Wearing thin, loose, breathable cotton garments preferably light-coloured ones has been advised, along with covering the head using an umbrella, hat, cap, towel, and other traditional head gear during exposure to direct sunlight and not going out barefoot.
The Union Health Ministry has also asked people to watch out for symptoms of "heat stress" which include dizziness or fainting, nausea or vomiting, headache, extreme thirst, decreased urination with unusually dark yellow urine, and rapid breathing and heartbeat.
Citizens must call 108/102 immediately if they find someone with a high body temperature; and is either unconscious, confused or has stopped sweating.
Motorists have been advised against leaving children or pets inside parked vehicles.
To block direct sunlight and heat waves, windows and curtains must be drawn during the day.
Advisory for states, UTs
The Union Health Ministry has written to all states and union territories and asked them to ensure that all their health facilities update information on heat-related illnesses and deaths on the designated portal.
Drawing attention to the "National Action Plan on Heat-Related Illnesses", the ministry has requested for dissemination of guidance document to all districts for effective preparedness of health departments and health facilities to address heat impact and management of cases arising because of it, record maintenance and surveillance, etc.
From March 1, daily surveillance on heat-related illnesses under National Programme on Climate Change and Human Health (NPCCHH) in all states and districts will be conducted on the Integrated Health Information Platform (IHIP).
All states and union territories have additionally been asked to review health facility preparedness for the availability of adequate quantities of essential medicines, intravenous fluids, ice packs, ORS and all necessary equipment.
Availability of sufficient drinking water at all health facilities and the continued functioning of cooling appliances in critical areas must be ensured too.
Daily heat alerts must be disseminated promptly at the district and health facility levels.
State, district, and city health departments must ensure the implementation of heat-related health action plans.
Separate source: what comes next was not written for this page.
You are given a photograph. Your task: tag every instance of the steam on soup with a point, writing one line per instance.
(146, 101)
Apart from the health risks it poses, another year of heatwave could also dent the production of wheat, rapeseed, and chickpeas, and dampen the Centre’s efforts to bring tackle food inflation in the country. India suffered its hottest March in more than a century last year and temperatures were unusually high in April and May too, mainly due to climate change.
March is the crucial month for the maturity of winter-sown crops and above-normal maximum temperatures could stress its yield.
A Mumbai-based dealer said: “Wheat crop has already been witnessing stress due to higher temperature. Warmer March would definitely lead to yield loss.”
That aside there are also chances of increased power consumption over and above supply capacity during the summer season.